Aposto que mais do que calor, o Minho tem uma paisagem verde e lindíssima que não tem a nada a dever a ninguém.
Obrigado por mostrar ser tendencioso de novo e mostrar falta de conhecimento GRAVE sobre o país onde diz viver!_

Ahahahahahaha Não Belém é verdade eu vivo na verdade na Bielo-Rússia eheehehehehehehe. 
Pois vou o Verão não é so praia??? Certo mas também não vou falar consigo sobre as minhas opções de Lazer e de passeios não me leve mal como é obvio. 

_viver uma vaga de calor fora do normal, deve ser porque precisa urgentemente de rever os seus conhecimentos básicos sobre Meteorologia_.

Fora do Normal????? Prove-me isso ouviu isso onde na TVI?????? Faz muito calor no leste da Europa todos os anos ate lhe já mostrei que Bucareste tem tanto ou mais calor que a capital de distrito mais quente de Portugal Beja não lhe estou a entender!!!!!

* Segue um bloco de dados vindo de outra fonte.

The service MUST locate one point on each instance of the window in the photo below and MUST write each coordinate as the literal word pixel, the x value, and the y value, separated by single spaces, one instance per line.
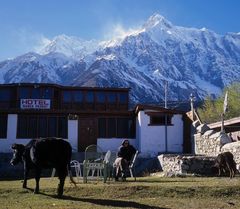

 Verões atlanticos no Leste da Europa 

Cumprs


----------



## belem (24 Jul 2009 às 01:41)

Rtrinda disse:


> Costa é muito mais comum que muita gente pensa o Leste sul da Europa ter temperaturas bem mais altas que a maioria das cidade portuguesas é que não tenha duvidas disso.
> Mas eu já falei imensas vezes disso aqui neste forum e ja fui massacrado por dizer essas mesmas constactações e não disse por dizer apresentei graficos e dados normativos.
> Nota: Não falo da Grecia ou da Albania ou da Macedonia. refiro-me a paises como a Bulgaria,Romenia a propria Hungria, Servia, etc,etc,etc
> 
> Cumprs



Ui,ui...

Que tal começar a postar climatogramas ou trabalhos sobre o assunto  em vez de dizer as coisas de cor e salteado?




Rtrinda disse:


> AHAHAHAHAHAHAAHAHHA como disse a Europa de Leste tem verões muito mais atlânticos que Portugal ahahahahaahahah que o Norte de Portugal ahahahahahahaha Bem Belém esta foi de Morte ahahahahahah já há muito tempo que não ouvia uma dessas eheheheheheeheh quer dizer se isto fosse dito por alguém da Televisão eu achava normal agora vindo de si, ok mas tudo bem Belém talvez você esteja a desenvolver uma teoria climatológica revolucionaria que consiste na influencia atlântica no Leste Europeu, julqo que você esta a confundir Precipitação com clima Atlântico o Leste da Europa, não tem influencia nenhuma atlântica ponto. Alias o Verão do clima temperado Oceânico é um Verão de temperaturas sem ser elevadas e com precipitação ao invés o clima continental tem um verão de caris tropical ou seja chuvas trovoadas com temperaturas bem mais elevadas que você imagina, uma dica nunca diga a ninguém género na sua vida social ou profissional que o Verão do Leste da Europa tem um clima mais Atlântico que o território português continental pode haver alguem que se desmanche a rir, olhe para cidades como a cidade do Porto em que quando estavam a 5 dias atras 34º graus em Lisboa o Porto não passava dos 25º ok????? Olhe para os mapas não vou ser eu a mostrar sabe porquê porque já os mostrei. O que disse desculpe-me belém mas não tem lógica nenhuma.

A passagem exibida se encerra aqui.